Luego de decir esto, Claudio sacó de otro de sus bolsillos unas llaves. Presionó un botón sobre una de ellas y una alarma se desactivó haciendo un tin tin. Gonzalo vio que el tin tin provino de un modernísimo vehículo de gruesas llantas, tan gruesas como su pedigüeña bemba. Claudio no era cualquier serrano. Era uno de los que le gustaba a Puti: un serrano con plata.

Ah, pero eso sí, añadió Claudio. Para que Máximo te despache, él tiene que comprobar algo. De lo contrario, no te dará ningún producto de mi tienda. Se lo he prometido.

¿Qué cosa, señor Claudio?, dijo Guti, verdaderamente interesado.

Acércate, negro desahuciado, dijo Claudio.

Puti se acercó a él, esperando recibir un secreto.

Cuando el empresario lo tuvo suficientemente cerca, le lanzó un contundente derechazo en la cara. Los Ray-Ban de Puti salieron despedidos por los aires y el docente cayó al suelo terroso de su barrio menesteroso.

Ahora sí, dijo Claudio, carcajeándose, satisfecho. Cuando Máximo te vea la ñata rota, te despachará todo lo que quieras.

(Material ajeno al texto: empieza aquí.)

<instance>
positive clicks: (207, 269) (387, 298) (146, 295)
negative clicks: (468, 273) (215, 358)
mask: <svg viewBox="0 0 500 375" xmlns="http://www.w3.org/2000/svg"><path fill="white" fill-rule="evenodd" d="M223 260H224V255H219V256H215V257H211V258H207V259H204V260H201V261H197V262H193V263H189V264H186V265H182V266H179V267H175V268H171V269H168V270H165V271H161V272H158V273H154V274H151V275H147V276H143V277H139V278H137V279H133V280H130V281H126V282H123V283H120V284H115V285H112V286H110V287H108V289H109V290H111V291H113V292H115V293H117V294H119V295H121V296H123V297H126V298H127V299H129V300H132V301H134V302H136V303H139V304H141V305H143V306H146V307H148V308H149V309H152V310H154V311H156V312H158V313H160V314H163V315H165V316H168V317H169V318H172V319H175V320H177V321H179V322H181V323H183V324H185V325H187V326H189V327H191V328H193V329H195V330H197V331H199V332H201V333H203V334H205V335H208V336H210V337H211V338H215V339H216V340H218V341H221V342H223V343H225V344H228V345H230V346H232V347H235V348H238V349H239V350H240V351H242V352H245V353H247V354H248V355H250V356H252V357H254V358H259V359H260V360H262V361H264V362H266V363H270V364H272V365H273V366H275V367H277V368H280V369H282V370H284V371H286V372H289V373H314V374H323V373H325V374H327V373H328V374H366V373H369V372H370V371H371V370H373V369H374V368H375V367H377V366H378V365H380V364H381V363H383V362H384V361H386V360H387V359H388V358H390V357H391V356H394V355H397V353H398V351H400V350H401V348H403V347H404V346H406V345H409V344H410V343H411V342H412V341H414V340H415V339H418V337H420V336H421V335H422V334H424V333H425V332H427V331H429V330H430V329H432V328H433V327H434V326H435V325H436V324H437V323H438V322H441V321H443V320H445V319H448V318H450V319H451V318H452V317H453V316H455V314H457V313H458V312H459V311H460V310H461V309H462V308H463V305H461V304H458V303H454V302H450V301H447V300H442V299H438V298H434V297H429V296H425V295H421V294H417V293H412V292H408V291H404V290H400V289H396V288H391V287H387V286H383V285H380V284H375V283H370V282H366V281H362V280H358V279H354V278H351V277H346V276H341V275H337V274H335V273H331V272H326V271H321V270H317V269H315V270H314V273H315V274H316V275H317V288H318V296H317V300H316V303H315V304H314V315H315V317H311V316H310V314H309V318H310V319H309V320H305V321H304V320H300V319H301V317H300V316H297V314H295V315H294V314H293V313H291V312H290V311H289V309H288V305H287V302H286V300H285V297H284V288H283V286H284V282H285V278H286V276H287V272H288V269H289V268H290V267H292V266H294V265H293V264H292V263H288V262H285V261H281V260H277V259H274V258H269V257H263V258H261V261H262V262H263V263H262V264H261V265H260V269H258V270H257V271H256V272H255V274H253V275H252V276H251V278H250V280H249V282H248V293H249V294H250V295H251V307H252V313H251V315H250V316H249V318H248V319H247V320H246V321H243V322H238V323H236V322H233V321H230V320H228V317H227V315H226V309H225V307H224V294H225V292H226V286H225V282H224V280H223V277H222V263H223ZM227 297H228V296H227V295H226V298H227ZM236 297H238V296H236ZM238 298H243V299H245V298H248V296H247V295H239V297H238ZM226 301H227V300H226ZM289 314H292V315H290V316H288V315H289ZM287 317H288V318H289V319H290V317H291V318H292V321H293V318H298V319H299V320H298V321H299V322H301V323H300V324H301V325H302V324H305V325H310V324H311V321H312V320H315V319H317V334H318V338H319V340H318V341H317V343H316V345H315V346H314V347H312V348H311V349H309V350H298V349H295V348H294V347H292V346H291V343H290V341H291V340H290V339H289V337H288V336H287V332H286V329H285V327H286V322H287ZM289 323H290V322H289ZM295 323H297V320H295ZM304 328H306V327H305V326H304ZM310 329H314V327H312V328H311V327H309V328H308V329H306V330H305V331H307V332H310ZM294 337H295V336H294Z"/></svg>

Aprovecha en llenar tu refri, negro sin moral.

Claro, claro, dijo Puti, sobándose la nariz. Lo que usted diga, amo.

Máximo, que ya había visto todo, salió de la tienda cargando las bolsas de don Claudio.

Gracias, hijo, dijo el empresario al recibir sus compras. Dale todo lo que te pida este negro muerto de hambre y lengua suelta. Lo anotas en mi cuenta. Luego se alejó hacia su vehículo. De un salto, trepó en él y enrumbó hacia su casa, erigida en uno de los distritos más clasistas de la ciudad, donde los vecinos solían referirse a él como el cholo con plata y, otros que algo de respeto le tenían, el rey de los minimarkets.